While there are many factors that can go into PC purchase decisions, performance still ranks as the top concern for companies of all sizes. Many companies look to performance benchmarks to help determine which system would best meet their needs. Yet, these benchmarks may not provide the complete performance picture. Are they based on professional applications or mostly consumer workloads? What were the environmental conditions? In this article, we’ll look at some key considerations for using benchmarks to evaluate the performance of modern business PCs—and how to ensure that you choose the right system for current and future needs.
The Old-School Method Of Measuring PC Performance
Traditionally, companies have used various physical specifications, such as processor frequency and cache size, to set a baseline for PC performance.
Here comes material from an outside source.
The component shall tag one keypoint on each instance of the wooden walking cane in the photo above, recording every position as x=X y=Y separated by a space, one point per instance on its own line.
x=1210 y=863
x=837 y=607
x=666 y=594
There are two problems with this approach. First, you can have two processors that operate with the same frequency and see dramatically different performance due to the efficiency of their underlying implementations, something measured as “Instructions Per Clock” (IPC). The second problem is that for most modern processors, frequency is not a constant. This is especially true for processors in notebook PCs, where the frequency is constrained by thermal considerations. Frequency will also vary dramatically depending on the type of task being performed, the task duration, the number of cores being used, etc.
Evaluating Performance With Real-World Tests
Modern applications are highly complex, involving different underlying algorithms and data access patterns. As a result, the measured efficiency of a processor—that is, its IPC—will often vary substantially between applications and even between workloads. Many applications include functions that involve displaying graphics on the screen, reading data from storage or even the network; for these workloads, CPU performance, while important, is not the only factor to consider.
One of the best ways to evaluate the performance of a new PC is to conduct a real-world test. In other words, have actual users perform their everyday tasks in the working environment using real-world data. The experience of these users will likely correlate better with their future satisfaction, and it will be more accurate than any published benchmark. This approach is not without downsides, however, including the time required to perform the evaluation, the difficulty of deciding which workloads to measure, and the challenge of measuring performance in a consistent, reliable, and unbiased manner.
Beyond individual user testing, the next-best approach would be for in-house developers to take input from users and create “bespoke” scripts to measure application performance in a way that matches the priorities of those users. This approach can improve the consistency of performance measurements and provide repeatable results. However, it is still a considerable task and can be difficult to maintain between different PC generations.
Instead, most companies rely on the results of industry-standard PC benchmarks to evaluate system performance. Rather than just using one benchmark, companies can get a broader picture of performance by building a composite score across several benchmarks.
Figure 1 compares three different approaches to evaluating PC performance—benchmarks, application scripts, and user evaluations—and shows how the results have different levels of business relevance.
What Makes A Good Benchmark?
Two types of benchmarks are commonly used to evaluate PC performance: “synthetic” and “application-based.” Both types can be useful in the decision process, although individual benchmarks can often have undesirable attributes. This can be mitigated by following a general principle of using multiple benchmarks together to get a broader, more reliable picture of performance.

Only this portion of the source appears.